Kidega transferred to Ntare School in Mbarara for his high school education. He studied at Kyambogo University, at that time called Kyambogo Polytechnic. He graduated from Kyambogo with a Diploma in Biochemistry. He then joined Uganda Christian University in Mukono, graduating with a Bachelor of Business Administration degree. Later, he studied at Lund University in Lund, Sweden, obtaining a diploma in International Trade and a Master of Science in International Trade.

==Career==
Kidega was a student leader in the 1990s, rising to the rank of chairman of the National Youth Council.
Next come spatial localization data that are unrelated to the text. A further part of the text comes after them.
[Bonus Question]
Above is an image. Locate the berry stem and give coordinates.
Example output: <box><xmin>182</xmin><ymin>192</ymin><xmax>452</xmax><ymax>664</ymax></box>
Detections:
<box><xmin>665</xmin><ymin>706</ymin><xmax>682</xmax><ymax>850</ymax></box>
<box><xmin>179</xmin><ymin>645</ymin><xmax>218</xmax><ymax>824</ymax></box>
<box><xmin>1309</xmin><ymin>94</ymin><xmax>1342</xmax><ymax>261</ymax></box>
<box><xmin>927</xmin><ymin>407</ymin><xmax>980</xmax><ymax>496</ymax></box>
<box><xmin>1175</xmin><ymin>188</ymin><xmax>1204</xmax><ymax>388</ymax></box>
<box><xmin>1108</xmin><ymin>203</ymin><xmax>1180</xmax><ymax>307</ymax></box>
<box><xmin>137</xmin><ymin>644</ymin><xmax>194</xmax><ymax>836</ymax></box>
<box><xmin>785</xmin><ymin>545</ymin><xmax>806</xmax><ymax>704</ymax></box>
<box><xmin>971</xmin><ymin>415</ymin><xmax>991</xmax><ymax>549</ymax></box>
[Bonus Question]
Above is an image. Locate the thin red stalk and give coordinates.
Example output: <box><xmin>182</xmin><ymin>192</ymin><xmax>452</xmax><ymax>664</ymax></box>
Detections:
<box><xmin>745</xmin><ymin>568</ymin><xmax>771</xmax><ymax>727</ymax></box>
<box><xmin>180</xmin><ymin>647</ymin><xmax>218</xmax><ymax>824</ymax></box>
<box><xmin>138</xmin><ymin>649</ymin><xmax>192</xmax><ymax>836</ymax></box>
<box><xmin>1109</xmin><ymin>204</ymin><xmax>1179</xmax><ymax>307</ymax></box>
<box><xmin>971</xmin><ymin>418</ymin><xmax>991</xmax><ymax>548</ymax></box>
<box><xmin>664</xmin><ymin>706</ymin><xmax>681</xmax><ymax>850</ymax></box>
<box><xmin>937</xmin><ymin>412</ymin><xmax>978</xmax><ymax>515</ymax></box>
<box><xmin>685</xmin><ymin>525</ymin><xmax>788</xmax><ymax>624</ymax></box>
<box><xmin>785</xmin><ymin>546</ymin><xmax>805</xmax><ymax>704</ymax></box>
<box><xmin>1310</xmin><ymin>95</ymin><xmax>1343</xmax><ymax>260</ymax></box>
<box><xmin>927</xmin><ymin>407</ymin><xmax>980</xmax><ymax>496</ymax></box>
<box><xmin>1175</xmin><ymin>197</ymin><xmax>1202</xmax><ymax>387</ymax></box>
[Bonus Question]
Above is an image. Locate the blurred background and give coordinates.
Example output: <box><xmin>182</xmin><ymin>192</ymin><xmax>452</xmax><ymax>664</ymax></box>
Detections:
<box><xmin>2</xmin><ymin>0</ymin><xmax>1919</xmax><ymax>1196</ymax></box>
He worked as the private secretary to the vice president of Uganda from 2000 to 2001. Kidega was a member of President Museveni's national campaign taskforce in 2001. He served as a member of Parliament in the Seventh Parliament from 2001 until 2006, as a national youth representative. He is a member of the National Executive Council (NEC), the highest organ of the ruling National Resistance Movement political party. He was a member of Museveni's national campaign team in 2011. Kidega was first elected to the EALA in 2007 and was re-elected for a second term in 2012.

On 19 December 2014 Kidega was elected unopposed as the fourth speaker of the East African Legislative Assembly, replacing Margaret Zziwa of Uganda, who was impeached by the Assembly for "alleged impunity, incompetence, intimidation of members, among other reasons". He served the remainder of his predecessor's term until June 2017.